HAMP - The Microwave Package on the High Altitude and LOng Range Research Aircraft (HALO)
Mech, Mario1; Orlandi, Emiliano1; Ament, Felix2; Hirsch, Lutz3; Crewell, Susanne1
1University of Cologne, GERMANY; 2University of Hamburg, GERMANY; 3Max-Planck Institut for Meteorology Hamburg, GERMANY

Clouds and precipitation play an important role in the atmospheric water cycle and radiation budget. Unfortunately, the understanding of the processes involved in cloud and precipitation formation and their description in global and regional models are still poor. To improve our understanding of these processes and to reduce model uncertainties, new observation and retrieval techniques are needed. The upcoming Global Precipitation Mission (GPM) provides a combination of a 36 GHz cloud radar and a suite of passive microwave instruments. For this and other upcoming missions, airborne platforms are a useful tool to develop and test the algorithms exploiting the synergy of active and passive microwave instruments, and to validate satellite measurements and retrievals.

In this respect, a microwave package for the High Altitude LOng (HALO) range research aircraft HAMP (HAMP, HALO Microwave Package), consisting of a 36 GHz Doppler cloud radar and a 26-channel radiometer, has been developed. HAMP radiometers have frequencies along absorption lines (22, 60, 118 and 183 GHz) and in window regions, overlapping with those of AMSU A and B. HAMP will participate in 2013/2014 in the dedicated remote sensing HALO mission NARVAL (Next-generation Aircraft Remote-sensing for VALidation studies). The NARVAL mission is split in two objectives. The first part investigates post-frontal precipitation over the North Atlantic, that is often missed or too weak in satellite retrievals, but shown in ship observations. The second part focuses on shallow cumulus clouds in the Carribean area. During NARVAL, the HALO payload will include a water vapor lidar and drop sondes in addition to HAMP. The NARVAL campaign will thus be an excellent opportunity to test the newly developed remote sensing instruments and retrieval algorithm, which exploits the synergy between passive and active microwave observations.

This presentation introduces the microwave package operated on HALO. We will show the results obtained during a demo mission (NARVAL-D) in May 2013. During this mission, HALO with the NARVAL payload on board will fly over several super sites with ground-based remote sensing instruments in Central Europe for test and validation purposes.
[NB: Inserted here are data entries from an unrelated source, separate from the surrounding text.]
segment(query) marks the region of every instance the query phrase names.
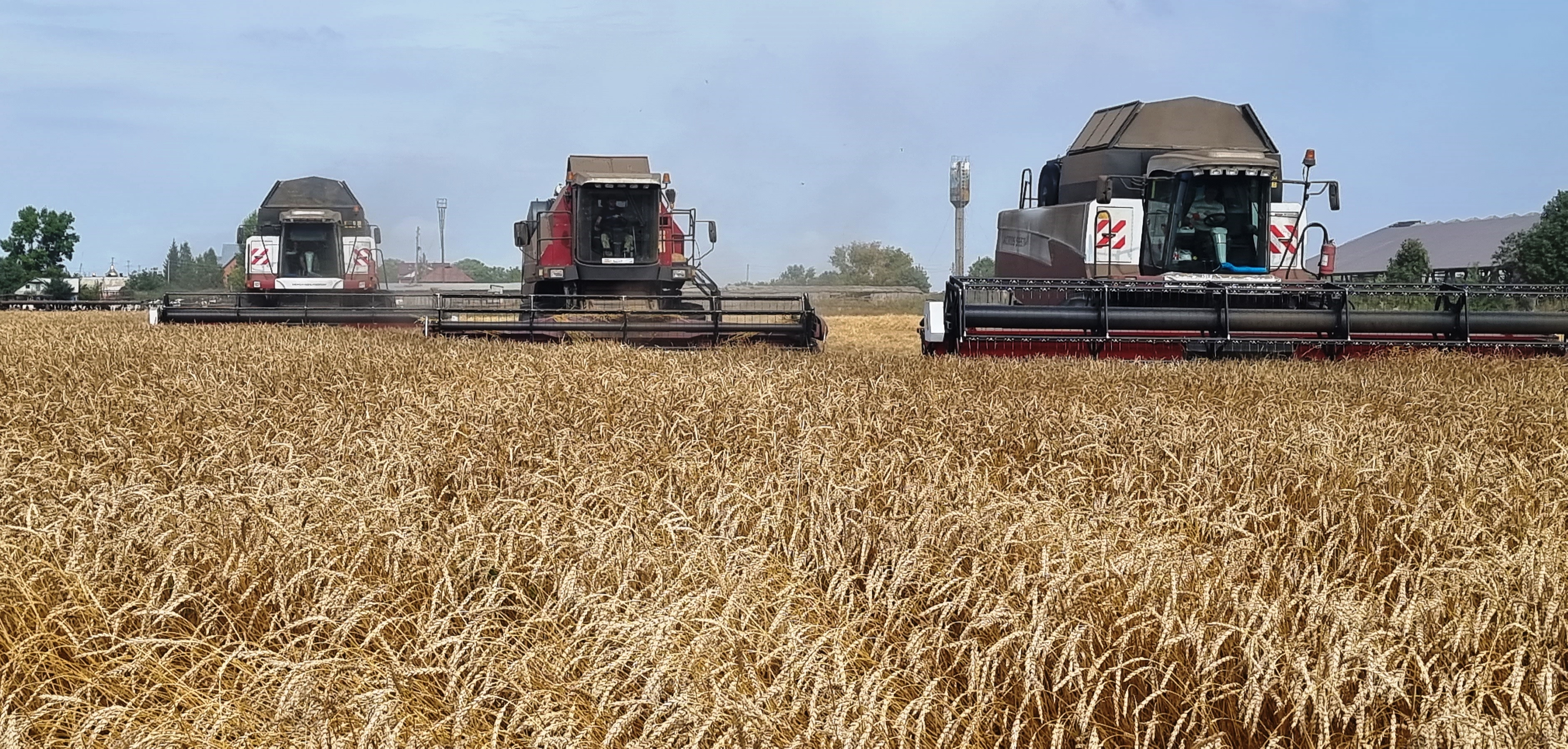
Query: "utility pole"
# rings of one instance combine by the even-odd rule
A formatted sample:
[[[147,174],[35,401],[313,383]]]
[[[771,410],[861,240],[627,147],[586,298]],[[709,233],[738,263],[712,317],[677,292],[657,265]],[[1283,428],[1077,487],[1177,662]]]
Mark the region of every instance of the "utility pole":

The potential of the selected passive microwave frequencies for the retrieval of temperature and humidity profiles, especially upper tropospheric water vapor, is investigated. Furthermore, the capability of HAMP for hydrometeor observations and the retrieval of integrated contents and profiles is investigated by developing retrieval algorithms based on a data set of simulated brightness temperatures, radar reflectivities, and concurrent hydrometeor contents and profiles. Radar reflectivities and radiometer brightness temperatures are calculated with the radiative transfer model PAMTRA (Passive and Active Microwave TRAnsfer). The atmospheric state and hydrometeor content profiles, used as input for PAMTRA, are supplied by high-resolution (2.5 km) simulations from the limited area model COSMO-DE including two-moment cloud microphysics. Numerous COSMO-DE simulations of precipitating frontal systems crossing the North Atlantic are used to create a database of clear-sky, cloudy, and precipitating profiles and corresponding brightness temperatures and reflectivities. The different sensitivities of the various passive microwave frequencies to varying hydrometeor contents and surface properties can be clearly seen. Additionally, the results of retrieval approaches, based on the simulation database, for hydrometeor contents over ocean and land combining the active and passive information are presented.